Para educar hoy, y para la autenticidad de cada ser, tenemos que reflexionar sobre nuestro tiempo. Diversos teóricos mencionan que nuestra condición humana actual está configurada por la aceleración, el culto al cuerpo, la incapacidad de contemplar, la masificación que impide que el sujeto sea él mismo, la falta de compromiso y ligereza en las relaciones interpersonales; la tensión por alcanzar la vida plena rica en vivencias experimentadas lo más pronto posible que el capitalismo marca, el letargo, el tedio, la falta de orientación, la incertidumbre constante…

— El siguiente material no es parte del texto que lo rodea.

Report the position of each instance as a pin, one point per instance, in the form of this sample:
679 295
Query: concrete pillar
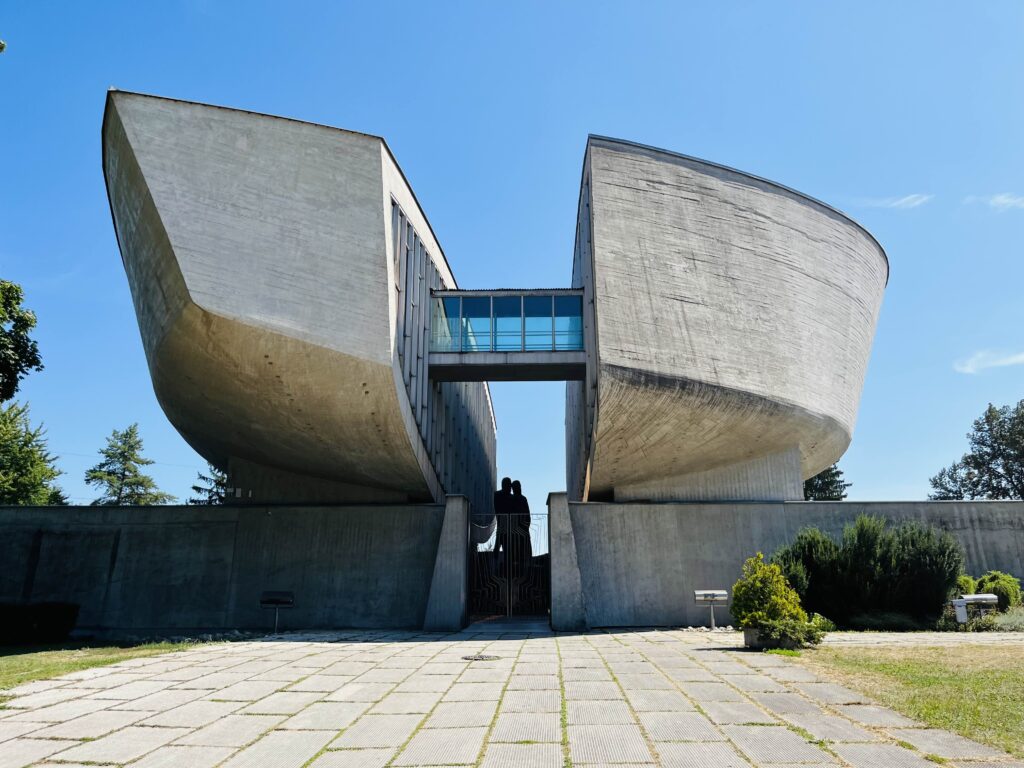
446 605
567 611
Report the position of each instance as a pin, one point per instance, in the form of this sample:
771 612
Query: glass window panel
568 323
537 315
476 324
508 324
444 325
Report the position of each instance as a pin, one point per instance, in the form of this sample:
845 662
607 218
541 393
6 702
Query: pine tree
826 485
211 488
993 468
27 469
18 352
120 476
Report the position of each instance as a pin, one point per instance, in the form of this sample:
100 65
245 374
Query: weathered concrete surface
449 598
638 564
727 320
139 569
263 268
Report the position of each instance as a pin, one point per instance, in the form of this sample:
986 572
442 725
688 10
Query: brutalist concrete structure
292 297
282 273
728 322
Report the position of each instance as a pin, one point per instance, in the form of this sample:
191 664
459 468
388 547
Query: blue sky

¡Vaya configuración la nuestra! Es menester entonces, volver a pensar las relaciones entre la educación y lo social, entre la educación y la institucionalización, entre los contenidos, las estructuras y las concepciones que mantenemos sobre quiénes son los estudiantes de nuestra época, qué saben, cómo aprenden, qué les interesa y qué necesitan saber para su bien y el bien de su contexto. Asimismo necesitamos volver a pensar quiénes somos los que enseñamos y cuál es nuestro lugar en este tiempo.

La educación es un vínculo humano estrecho. Nos toca directo en la mente, en la identidad y en la interpretación que se tiene del mundo. Se vuelve imprescindible ser hábiles para detectar las vías que se abren entre los propósitos que buscamos en la educación y las pautas de nuestra sociedad; y, como en la caverna de Platón, a los educadores nos compete mostrar la forma de las sombras y desengañar, tal vez derrumbar ilusiones, pero también construir nuevas a través de una lectura histórica y crítica de nuestros días. Nos sigue competiendo ir en el camino de aprendizaje con el estudiante, no sólo en el intelectual, o en el de la técnica, sino en del ser.

Este acompañamiento para ser se puede alcanzar generando espacios donde el amor al conocimiento, el intercambio cultural, la creatividad, la apreciación artística y la interacción y el encuentro con el otro sean nuestro compromiso.